La cour d’appel rejette la suspension de la marketplace Shein en France La cour d’appel de Paris rejette la suspension de la marketplace Shein en France et confirme le maintien des mesures déjà en place.
La marketplace Shein en France est au cœur d’un nouveau rebondissement judiciaire: la cour d’appel de Paris a rejeté la demande de suspension déposée par l’État, confirmant en substance le premier jugement rendu en décembre par le tribunal judiciaire de Paris, qui avait jugé la mesure disproportionnée et les ventes problématiques ponctuelles chez Shein.
Le gouvernement avait alors demandé la suspension des activités liées à la marketplace en France, alors que le tribunal judiciaire avait estimé que la mesure était disproportionnée compte tenu du caractère ponctuel des ventes contestées. Début février, l’appel n’a pas renversé cette architecture: la cour a estimé que le dommage qui avait justifié l’action publique n’existait plus et qu’il n’y avait ni dommage actuel ni dommage futur certain, selon les rapports relayés par BFMTV et France24.

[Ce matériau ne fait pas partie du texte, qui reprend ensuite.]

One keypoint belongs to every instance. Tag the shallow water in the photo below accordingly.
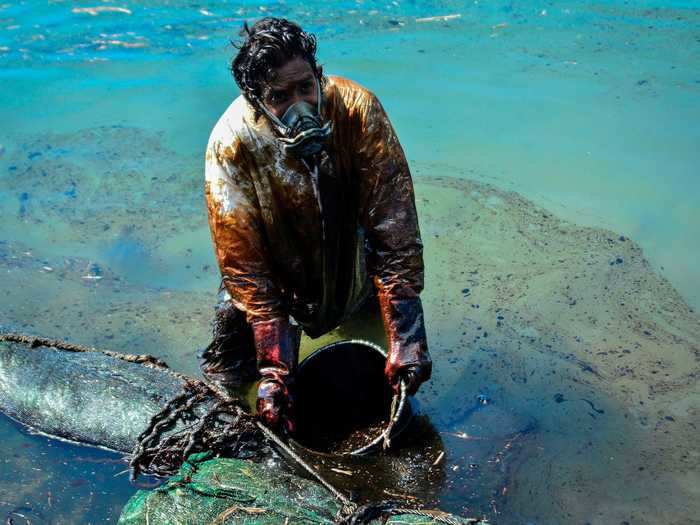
(587, 109)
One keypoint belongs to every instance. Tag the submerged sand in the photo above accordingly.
(566, 330)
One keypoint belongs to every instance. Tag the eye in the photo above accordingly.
(277, 97)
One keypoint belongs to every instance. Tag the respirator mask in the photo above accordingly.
(302, 132)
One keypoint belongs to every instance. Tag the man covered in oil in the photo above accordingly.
(313, 217)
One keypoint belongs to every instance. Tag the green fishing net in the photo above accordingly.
(217, 491)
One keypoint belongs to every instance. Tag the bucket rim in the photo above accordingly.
(383, 436)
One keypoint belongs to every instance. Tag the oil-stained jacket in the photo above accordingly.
(292, 239)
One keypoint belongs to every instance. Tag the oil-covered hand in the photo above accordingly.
(277, 350)
(408, 358)
(411, 365)
(274, 406)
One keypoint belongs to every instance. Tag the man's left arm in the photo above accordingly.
(392, 228)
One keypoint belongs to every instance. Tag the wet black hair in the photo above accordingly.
(267, 45)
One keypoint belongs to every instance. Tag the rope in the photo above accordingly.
(33, 342)
(152, 459)
(348, 506)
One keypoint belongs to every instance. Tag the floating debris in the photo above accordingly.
(94, 11)
(444, 18)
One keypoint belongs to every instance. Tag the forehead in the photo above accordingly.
(293, 71)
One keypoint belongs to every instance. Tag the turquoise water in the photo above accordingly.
(588, 109)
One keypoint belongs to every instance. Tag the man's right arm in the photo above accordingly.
(237, 231)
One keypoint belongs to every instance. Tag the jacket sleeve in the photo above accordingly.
(238, 234)
(391, 223)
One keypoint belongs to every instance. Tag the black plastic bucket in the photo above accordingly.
(343, 401)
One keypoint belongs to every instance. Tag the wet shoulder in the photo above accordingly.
(348, 95)
(226, 134)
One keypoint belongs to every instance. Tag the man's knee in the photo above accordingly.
(229, 360)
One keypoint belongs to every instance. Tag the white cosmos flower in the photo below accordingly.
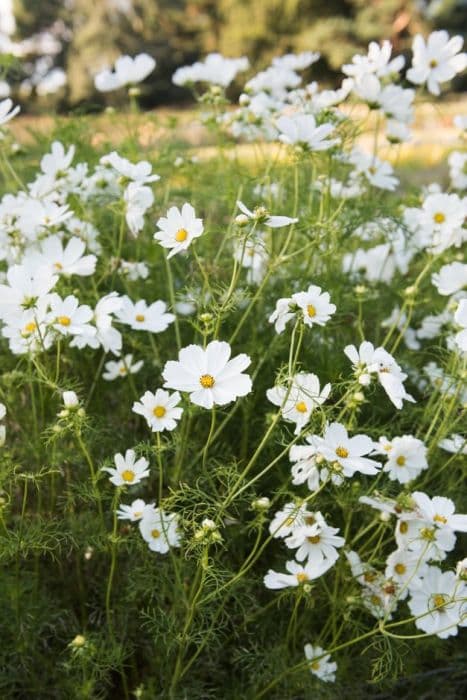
(161, 409)
(424, 537)
(404, 567)
(70, 399)
(282, 314)
(337, 447)
(301, 130)
(121, 368)
(68, 259)
(378, 62)
(143, 317)
(138, 199)
(140, 173)
(128, 470)
(178, 229)
(406, 458)
(298, 574)
(292, 515)
(436, 61)
(215, 69)
(368, 360)
(439, 511)
(320, 664)
(134, 512)
(160, 530)
(128, 71)
(455, 443)
(451, 278)
(107, 337)
(299, 400)
(262, 216)
(315, 304)
(67, 317)
(208, 374)
(7, 111)
(305, 468)
(439, 602)
(317, 542)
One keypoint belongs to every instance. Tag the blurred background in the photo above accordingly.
(51, 49)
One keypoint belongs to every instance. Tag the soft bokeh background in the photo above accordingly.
(51, 49)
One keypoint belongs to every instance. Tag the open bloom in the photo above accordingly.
(298, 401)
(262, 216)
(320, 664)
(438, 601)
(298, 574)
(439, 511)
(161, 409)
(137, 510)
(128, 470)
(406, 457)
(301, 130)
(143, 317)
(317, 541)
(339, 449)
(437, 60)
(315, 304)
(128, 71)
(68, 259)
(178, 229)
(160, 530)
(67, 317)
(208, 374)
(368, 360)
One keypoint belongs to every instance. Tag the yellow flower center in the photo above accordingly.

« le dommage qui avait justifié l’action de l’État n’existait plus », et « ni dommage actuel ni dommage futur certain »
La cour d’appel a aussi rejeté l’argument selon lequel le risque serait systémique et que des produits litigieux pourraient réapparaître. Elle a souligné que Shein avait réagi avec promptitude pour retirer les produits litigieux de la vente et avait renforcé les mesures de contrôle des vendeurs et des produits présents sur sa marketplace.
En parallèle, la justice a rappelé que l’interdiction de vendre des contenus pornographiques licites pour adultes sans filtre d’âge restait justifiée, alors que le blocage total de la marketplace aurait été jugé disproportionné. De son côté, Shein s’est félicitée de la décision et a indiqué avoir maintenu un dialogue étroit avec les autorités françaises et européennes, évoquant le renforcement des contrôles pour offrir une expérience d’achat plus sûre et agréable.

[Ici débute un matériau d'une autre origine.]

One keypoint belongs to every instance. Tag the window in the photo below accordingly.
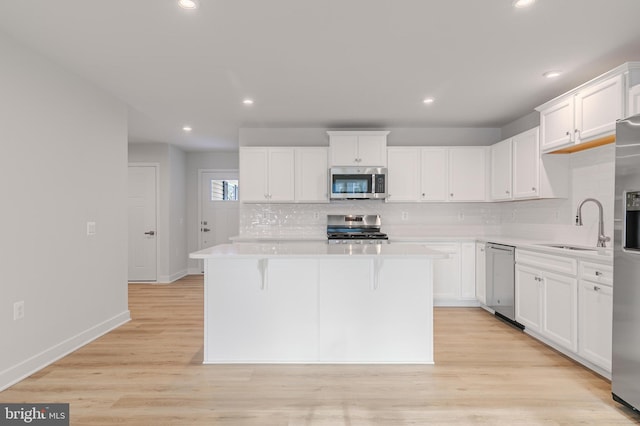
(224, 190)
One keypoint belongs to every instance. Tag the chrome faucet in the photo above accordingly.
(602, 239)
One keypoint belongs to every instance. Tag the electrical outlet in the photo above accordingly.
(18, 310)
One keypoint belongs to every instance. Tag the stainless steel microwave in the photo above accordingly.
(358, 183)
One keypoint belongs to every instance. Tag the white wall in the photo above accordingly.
(218, 160)
(172, 226)
(63, 163)
(592, 176)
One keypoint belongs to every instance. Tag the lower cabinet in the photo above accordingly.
(454, 277)
(567, 303)
(547, 304)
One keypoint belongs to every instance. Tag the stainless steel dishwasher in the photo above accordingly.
(501, 281)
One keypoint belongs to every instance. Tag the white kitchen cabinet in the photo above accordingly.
(526, 165)
(446, 274)
(355, 311)
(501, 170)
(350, 148)
(468, 271)
(634, 101)
(547, 297)
(595, 313)
(434, 174)
(560, 310)
(403, 168)
(556, 124)
(271, 295)
(528, 298)
(267, 174)
(481, 273)
(597, 109)
(586, 113)
(311, 175)
(519, 171)
(467, 173)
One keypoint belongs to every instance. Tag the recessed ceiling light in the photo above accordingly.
(188, 4)
(523, 3)
(552, 74)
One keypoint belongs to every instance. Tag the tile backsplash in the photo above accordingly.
(592, 175)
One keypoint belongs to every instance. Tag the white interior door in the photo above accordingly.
(219, 218)
(142, 223)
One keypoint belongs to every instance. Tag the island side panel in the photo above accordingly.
(259, 310)
(366, 318)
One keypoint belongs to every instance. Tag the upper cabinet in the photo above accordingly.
(519, 171)
(436, 174)
(586, 116)
(634, 100)
(467, 173)
(267, 174)
(311, 175)
(351, 148)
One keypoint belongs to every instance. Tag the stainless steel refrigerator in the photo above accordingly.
(625, 374)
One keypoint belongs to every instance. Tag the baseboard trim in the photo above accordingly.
(168, 279)
(16, 373)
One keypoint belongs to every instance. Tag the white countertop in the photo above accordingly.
(315, 249)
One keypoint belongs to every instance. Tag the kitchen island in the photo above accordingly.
(313, 302)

L’affaire a émergé après la découverte de la vente sur la marketplace de produits problématiques, notamment des contenus à caractère pédopornographique, ce qui avait entraîné la fermeture de la marketplace et l’ouverture d’une procédure de suspension par le gouvernement.

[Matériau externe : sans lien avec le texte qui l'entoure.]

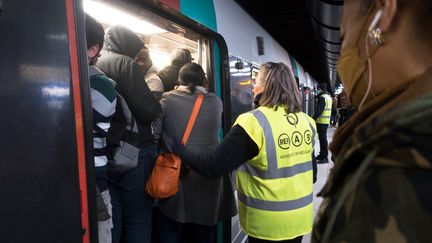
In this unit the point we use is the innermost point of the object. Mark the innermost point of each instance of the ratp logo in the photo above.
(284, 141)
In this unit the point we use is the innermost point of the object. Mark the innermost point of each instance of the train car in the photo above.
(46, 167)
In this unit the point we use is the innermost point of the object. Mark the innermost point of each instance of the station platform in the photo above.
(323, 173)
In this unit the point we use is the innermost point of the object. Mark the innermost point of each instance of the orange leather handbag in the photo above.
(164, 179)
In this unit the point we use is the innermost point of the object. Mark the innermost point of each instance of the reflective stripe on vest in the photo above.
(275, 194)
(324, 118)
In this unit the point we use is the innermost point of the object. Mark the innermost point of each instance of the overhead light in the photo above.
(107, 14)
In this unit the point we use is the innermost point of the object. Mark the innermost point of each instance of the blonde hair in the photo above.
(280, 88)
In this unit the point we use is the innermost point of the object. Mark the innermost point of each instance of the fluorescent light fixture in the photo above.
(110, 15)
(159, 58)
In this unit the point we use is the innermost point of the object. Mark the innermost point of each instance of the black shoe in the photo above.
(322, 161)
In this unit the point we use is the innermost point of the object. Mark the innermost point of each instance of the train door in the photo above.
(44, 142)
(163, 31)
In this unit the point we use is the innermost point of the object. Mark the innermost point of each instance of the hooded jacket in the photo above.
(117, 62)
(169, 75)
(379, 189)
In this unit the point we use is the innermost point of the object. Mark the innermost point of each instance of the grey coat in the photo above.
(200, 200)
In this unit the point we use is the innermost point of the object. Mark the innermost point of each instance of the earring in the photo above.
(376, 37)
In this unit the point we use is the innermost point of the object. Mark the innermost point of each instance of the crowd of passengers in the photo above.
(378, 191)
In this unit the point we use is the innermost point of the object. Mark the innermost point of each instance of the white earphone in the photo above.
(372, 26)
(375, 20)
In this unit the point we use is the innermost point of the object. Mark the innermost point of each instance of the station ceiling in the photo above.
(307, 29)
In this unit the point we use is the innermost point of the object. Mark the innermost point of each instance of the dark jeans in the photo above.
(132, 206)
(255, 240)
(171, 231)
(322, 135)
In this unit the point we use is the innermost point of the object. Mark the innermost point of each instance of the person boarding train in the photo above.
(272, 148)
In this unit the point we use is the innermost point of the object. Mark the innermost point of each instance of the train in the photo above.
(46, 166)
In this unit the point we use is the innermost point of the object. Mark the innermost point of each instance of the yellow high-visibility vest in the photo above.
(324, 118)
(275, 188)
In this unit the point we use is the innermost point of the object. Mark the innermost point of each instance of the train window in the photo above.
(240, 86)
(160, 36)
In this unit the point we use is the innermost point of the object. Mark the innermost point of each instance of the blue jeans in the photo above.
(132, 206)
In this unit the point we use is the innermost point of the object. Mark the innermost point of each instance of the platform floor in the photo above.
(323, 172)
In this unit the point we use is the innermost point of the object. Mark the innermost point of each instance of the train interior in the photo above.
(160, 36)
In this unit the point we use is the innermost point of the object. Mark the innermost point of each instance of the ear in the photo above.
(93, 51)
(389, 9)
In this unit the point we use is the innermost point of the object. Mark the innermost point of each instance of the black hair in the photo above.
(94, 32)
(192, 75)
(423, 13)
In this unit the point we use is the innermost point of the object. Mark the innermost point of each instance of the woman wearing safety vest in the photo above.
(272, 148)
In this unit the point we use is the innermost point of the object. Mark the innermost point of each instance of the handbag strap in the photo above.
(192, 118)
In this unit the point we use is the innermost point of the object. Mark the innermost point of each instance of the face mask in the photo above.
(351, 68)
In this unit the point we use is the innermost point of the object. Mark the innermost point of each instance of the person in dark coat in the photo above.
(169, 74)
(201, 202)
(132, 207)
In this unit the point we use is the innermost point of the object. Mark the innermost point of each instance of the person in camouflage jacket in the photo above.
(380, 189)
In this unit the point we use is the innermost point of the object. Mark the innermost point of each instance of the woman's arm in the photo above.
(235, 149)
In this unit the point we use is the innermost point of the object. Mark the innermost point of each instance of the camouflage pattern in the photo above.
(380, 189)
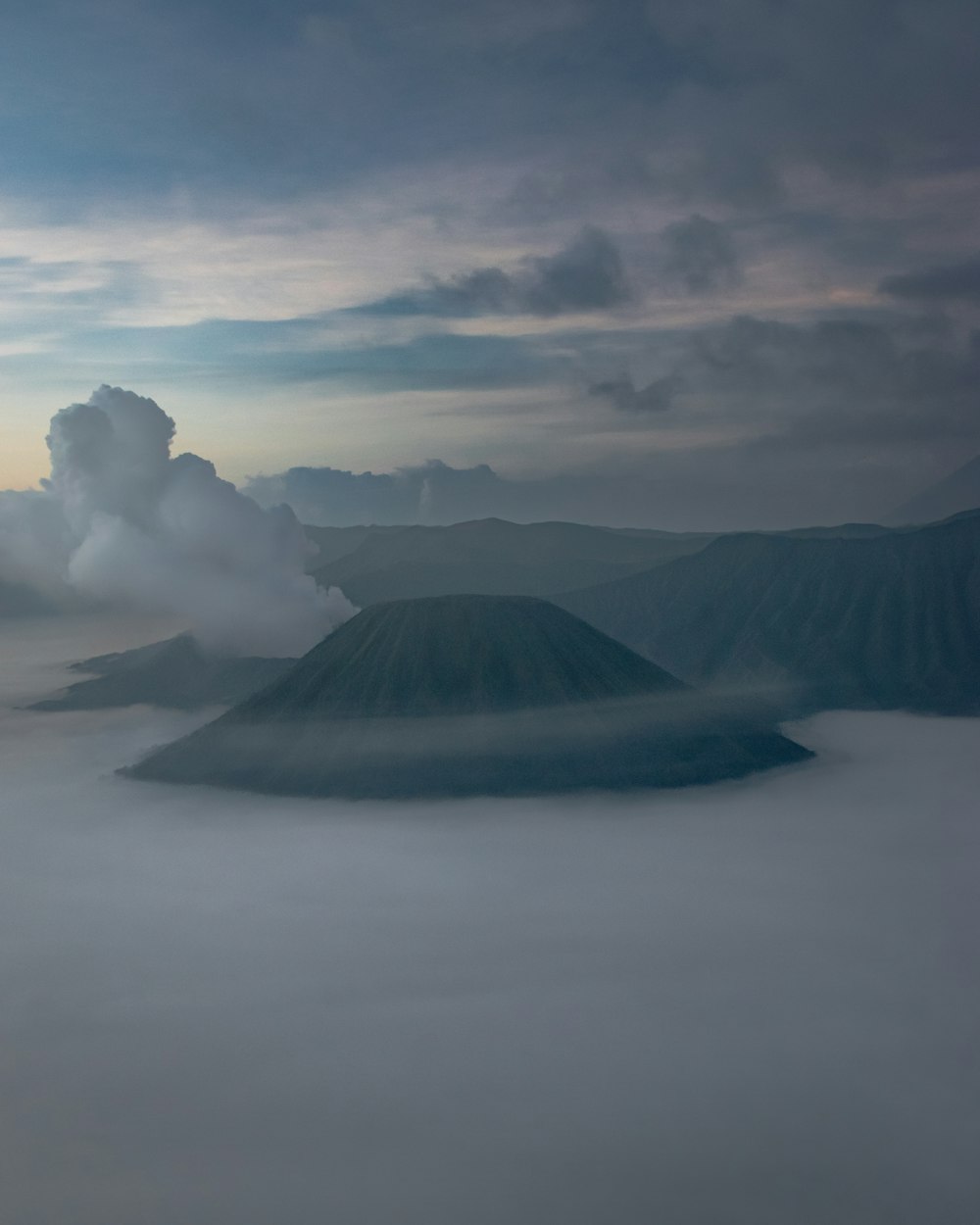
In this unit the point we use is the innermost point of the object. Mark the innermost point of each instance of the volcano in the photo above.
(471, 695)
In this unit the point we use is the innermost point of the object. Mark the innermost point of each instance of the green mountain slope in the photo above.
(491, 558)
(471, 696)
(883, 622)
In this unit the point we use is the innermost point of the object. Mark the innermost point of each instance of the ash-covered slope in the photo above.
(493, 558)
(175, 672)
(885, 622)
(466, 696)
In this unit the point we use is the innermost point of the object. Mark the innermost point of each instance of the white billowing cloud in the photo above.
(121, 519)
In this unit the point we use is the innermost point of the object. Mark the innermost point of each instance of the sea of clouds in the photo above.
(745, 1004)
(122, 522)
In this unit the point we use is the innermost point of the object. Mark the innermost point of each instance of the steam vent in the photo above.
(471, 695)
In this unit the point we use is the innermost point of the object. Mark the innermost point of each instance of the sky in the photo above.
(704, 265)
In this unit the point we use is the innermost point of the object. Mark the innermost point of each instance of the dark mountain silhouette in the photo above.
(471, 695)
(175, 672)
(956, 493)
(490, 557)
(882, 622)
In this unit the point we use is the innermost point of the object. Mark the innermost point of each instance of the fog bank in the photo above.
(749, 1004)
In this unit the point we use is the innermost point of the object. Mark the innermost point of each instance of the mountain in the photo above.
(490, 558)
(471, 695)
(890, 621)
(174, 672)
(958, 491)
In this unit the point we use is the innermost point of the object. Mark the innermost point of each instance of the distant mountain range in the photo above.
(471, 696)
(886, 621)
(175, 672)
(486, 558)
(952, 495)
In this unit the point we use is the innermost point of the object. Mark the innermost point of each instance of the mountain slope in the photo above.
(174, 672)
(493, 558)
(883, 622)
(471, 696)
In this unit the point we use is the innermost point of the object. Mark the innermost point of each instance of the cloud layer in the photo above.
(122, 520)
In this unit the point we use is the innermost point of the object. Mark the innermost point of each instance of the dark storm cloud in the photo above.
(839, 378)
(700, 255)
(862, 89)
(709, 98)
(587, 274)
(949, 282)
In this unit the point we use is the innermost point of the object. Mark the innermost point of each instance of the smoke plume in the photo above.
(122, 520)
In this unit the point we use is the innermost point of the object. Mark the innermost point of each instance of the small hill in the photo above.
(891, 621)
(471, 695)
(956, 493)
(490, 558)
(174, 674)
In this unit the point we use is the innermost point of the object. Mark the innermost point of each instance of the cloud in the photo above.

Malgré la décision juridique, Shein poursuit son installation en France: après Paris, des corners de 400 à 1 000 m² ont été ouverts dans cinq BHV en province (Angers, Dijon, Limoges, Grenoble et Reims), témoignant d’une persistance de la stratégie d’implantation du groupe dans l’Hexagone.
Ce que cela change pour la sécurité et l’activité commerciale
La décision de la cour d’appel réaffirme un équilibre entre sécurité des consommateurs et continuité commerciale. Elle rappelle que les mesures prises par la marketplace et les autorités doivent être proportionnelles et fondées sur des éléments actuels et solides. Pour les consommateurs, cela signifie que des protections existantes restent en place, tout en évitant un blocage total qui aurait des effets économiques et logistiques importants.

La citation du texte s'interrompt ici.